The true value $x$ of a measurement satisfies $24.5 \leq x < 25.5$.
(a) Write down the lower bound. (b) Write down the upper bound. (c) Write down the rounded value. (d) What was the degree of accuracy? Explain how you know.
Answer
(a) Lower bound
Lower bound $= 24.5$
(b) Upper bound
Upper bound $= 25.5$
(c) Rounded value
Rounded value $= 25$
How: The rounded value sits exactly halfway between the lower and upper bound. $\frac{24.5 + 25.5}{2} = 25$.
(d) Degree of accuracy
- The amount added or subtracted $= 25.5 – 25 = 0.5$
- This is half the degree of accuracy, so degree of accuracy $= 0.5 \times 2 = 1$
Degree of accuracy $= 1$ (rounded to the nearest whole number)
23.
A distance is recorded as $7\text{ m}$, correct to the nearest metre.
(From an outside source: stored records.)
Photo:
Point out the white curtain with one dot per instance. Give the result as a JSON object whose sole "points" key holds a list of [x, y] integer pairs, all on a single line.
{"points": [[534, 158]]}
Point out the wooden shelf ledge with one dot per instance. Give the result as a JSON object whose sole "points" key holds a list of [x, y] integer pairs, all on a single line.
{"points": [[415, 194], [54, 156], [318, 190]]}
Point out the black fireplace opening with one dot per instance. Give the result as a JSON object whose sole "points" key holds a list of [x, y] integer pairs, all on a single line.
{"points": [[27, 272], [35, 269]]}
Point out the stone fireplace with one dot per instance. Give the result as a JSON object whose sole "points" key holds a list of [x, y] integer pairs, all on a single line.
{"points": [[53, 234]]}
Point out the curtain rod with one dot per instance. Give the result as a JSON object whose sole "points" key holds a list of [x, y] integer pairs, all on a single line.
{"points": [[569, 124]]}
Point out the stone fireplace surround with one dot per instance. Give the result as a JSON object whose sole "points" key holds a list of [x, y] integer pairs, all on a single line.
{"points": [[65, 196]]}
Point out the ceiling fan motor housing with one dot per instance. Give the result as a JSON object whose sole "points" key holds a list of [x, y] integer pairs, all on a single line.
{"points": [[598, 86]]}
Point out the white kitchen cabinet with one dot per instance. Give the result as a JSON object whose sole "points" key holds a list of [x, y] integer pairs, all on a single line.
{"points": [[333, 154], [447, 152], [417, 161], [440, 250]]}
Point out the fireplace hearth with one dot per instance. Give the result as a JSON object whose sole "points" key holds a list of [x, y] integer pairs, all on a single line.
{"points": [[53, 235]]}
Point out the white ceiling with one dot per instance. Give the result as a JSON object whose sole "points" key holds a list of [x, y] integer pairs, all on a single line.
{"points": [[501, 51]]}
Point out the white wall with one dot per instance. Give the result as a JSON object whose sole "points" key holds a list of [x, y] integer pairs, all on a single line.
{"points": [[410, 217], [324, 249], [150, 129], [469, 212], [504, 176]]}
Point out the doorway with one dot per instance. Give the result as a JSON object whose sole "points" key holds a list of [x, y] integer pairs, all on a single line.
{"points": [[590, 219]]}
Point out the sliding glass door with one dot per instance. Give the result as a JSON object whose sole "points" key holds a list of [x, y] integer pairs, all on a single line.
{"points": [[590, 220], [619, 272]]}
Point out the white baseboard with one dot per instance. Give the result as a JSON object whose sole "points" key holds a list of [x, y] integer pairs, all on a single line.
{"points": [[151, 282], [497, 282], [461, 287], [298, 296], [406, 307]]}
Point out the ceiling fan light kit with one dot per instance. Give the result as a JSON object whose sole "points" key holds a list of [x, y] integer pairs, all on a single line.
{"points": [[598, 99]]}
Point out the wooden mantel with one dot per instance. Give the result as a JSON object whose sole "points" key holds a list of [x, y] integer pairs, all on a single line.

(a) Find the upper and lower bounds. (b) Write the inequality for the true distance $d$. (c) Is $7.4\text{ m}$ possible? (d) Is $7.5\text{ m}$ possible?
Answer
(a) Upper and lower bounds
- Degree of accuracy $= 1\text{ m}$ → $1 \div 2 = 0.5\text{ m}$
- Lower bound $= 7 – 0.5 = 6.5\text{ m}$
- Upper bound $= 7 + 0.5 = 7.5\text{ m}$
Lower bound $= 6.5\text{ m}$, Upper bound $= 7.5\text{ m}$
(b) Inequality
$6.5 \leq d < 7.5$
(c) Could the true distance be $7.4\text{ m}$?
Check: is $7.4$ inside the range $6.5 \leq d < 7.5$?
$6.5 \leq 7.4 < 7.5$ → Yes, $7.4$ satisfies the inequality.
Yes, $7.4\text{ m}$ is possible. It lies within the bounds and rounds to $7\text{ m}$.
(d) Could the true distance be $7.5\text{ m}$?
Check: is $7.5$ inside the range $6.5 \leq d < 7.5$?
The inequality requires $d < 7.5$. The value $7.5$ is not less than $7.5$ — it is equal to it, so it fails the condition.
No, $7.5\text{ m}$ is not possible. A distance of exactly $7.5\text{ m}$ would round up to $8\text{ m}$, not $7\text{ m}$.
Key rule: The upper bound is never included. Always use a strict $<$ sign for the upper bound.
24.
The number $800$ has been rounded in two different ways: Version A (nearest $100$) and Version B (nearest $10$).
(a) Find bounds for Version A. (b) Find bounds for Version B. (c) Which version gives a narrower range? Explain.
Answer
(a) Version A — nearest 100
- Degree of accuracy $= 100$ → $100 \div 2 = 50$
- Lower bound $= 800 – 50 = 750$
- Upper bound $= 800 + 50 = 850$
Lower bound $= 750$, Upper bound $= 850$ (range of $100$)
(b) Version B — nearest 10
- Degree of accuracy $= 10$ → $10 \div 2 = 5$
- Lower bound $= 800 – 5 = 795$
- Upper bound $= 800 + 5 = 805$
Lower bound $= 795$, Upper bound $= 805$ (range of $10$)
(c) Which is narrower?
- Version A range: $850 – 750 = 100$
- Version B range: $805 – 795 = 10$
Version B gives a narrower range. Rounding to the nearest $10$ is more precise than rounding to the nearest $100$, so less information is lost. Less information lost means the true value is known more accurately, and the bounds are tighter.
25.
A bag of flour has a mass of $2.00\text{ kg}$, correct to 2 decimal places.
(a) Write down the degree of accuracy. (b) Find the upper and lower bounds. (c) Write the inequality for $m$. (d) Explain why a true mass of exactly $2.005\text{ kg}$ would not be recorded as $2.00\text{ kg}$.
Answer
(a) Degree of accuracy
Degree of accuracy $= 0.01\text{ kg}$
Remember: 2 decimal places means rounded to the nearest $0.01$.
(b) Upper and lower bounds
- Degree of accuracy $= 0.01\text{ kg}$ → $0.01 \div 2 = 0.005\text{ kg}$
- Lower bound $= 2.00 – 0.005 = 1.995\text{ kg}$
- Upper bound $= 2.00 + 0.005 = 2.005\text{ kg}$
Lower bound $= 1.995\text{ kg}$, Upper bound $= 2.005\text{ kg}$
(c) Inequality
$1.995 \leq m < 2.005$
(d) Why is $2.005\text{ kg}$ excluded?
By the rounding rule, if the digit after the last kept decimal place is 5 or more, we round up.
$2.005$ to 2 decimal places: the third decimal digit is $5$, so we round up → $2.01\text{ kg}$.
A true mass of $2.005\text{ kg}$ would be rounded to $2.01\text{ kg}$, not $2.00\text{ kg}$. So it falls outside the range. This is why the upper bound uses a strict $<$ sign — $2.005$ itself is not included.
General rule: The upper bound is always the value that would just tip over into the next rounded value. It marks the boundary but is never actually included in the range of possible true values.